Posted in a family thing, getting older sucks, in memory of..., specifically southern, west tennessee | Leave a Comment »

Ice Ice Baby

Posted by Lynnster on December 8, 2006

Wow, I just stuck my hand outside the front door for, like, five seconds to get the mail a few minutes ago, and then I was outside less than thirty seconds probably getting the dogs back in, and I am froooooozen.

It would probably help if I didn’t live in the Ancient House from Draft City but man, it’s still cold out there. Sun’s shining though. Not that that’s helping much.

We Tennesseeans don’t do so hot when it’s under 30 degrees.

Wait, what’s wrong with this picture… it’s 26 in Memphis with a predicted high today of 37.

It’s 32 in Nebraska, where my sister moved this summer, with a predicted high of 46.

No, no, no… it’s supposed to be the other way around! Grrr.

Posted in a family thing, about the weather, memphis, specifically southern, tennessee in general | Leave a Comment »

Up Against the Wall

Posted by Lynnster on February 22, 1997

Well, the Camden trip, as expected, was a hoot. Actually the aforementioned club isn’t a dive, it’s actually pretty nice. I was really grasping to see any familiar faces tho, I have been away too long, I saw few.

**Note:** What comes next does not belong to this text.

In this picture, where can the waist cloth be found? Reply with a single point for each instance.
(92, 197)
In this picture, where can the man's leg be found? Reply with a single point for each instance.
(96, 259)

Susie W., who I wound up sitting with, KT, Kim H., Debbie P., Russell H., Al W., and that was probably the extent of it, besides Kelli & Cole.

A bunch of people Kelli knew that I didn’t sat with us for a time and this one guy goes (to me), “You just look really out of place here among all this redneck,” and I said no way, I grew up here, and he didn’t believe me. Oh well…

Posted in * top funny babble, ancient history, friends are good, giggles, specifically southern, travelin', west tennessee | Leave a Comment »

If You Don’t Like My Redneck

Posted by Lynnster on February 19, 1997

Well, after a three-way phone conversation with Cole and Kelli (during which Kelli and I instantly reverted into redneck Camden girl-ese … why is it when you talk to people on the phone like that you instantly regain the accent you dropped years ago??) -

Anyway, now I’ve been talked into going to some dive bar (that believe it or not, I’ve never been in) in Benton County this weekend to see David Allan Coe with my drunk redneck friends. I’m sure I’ll be able to report back to you Camden folk after seeing god knows how many people I haven’t seen in a decade there.

In any case, no, I’m not going for the music, only for the company and good time (and the fact that Cole’s new wife won’t let him go there with anyone but me).

BTW, I saw what you wrote again KC … you’re treading on real thin ice there, buddy boy. “JTMU”, indeed.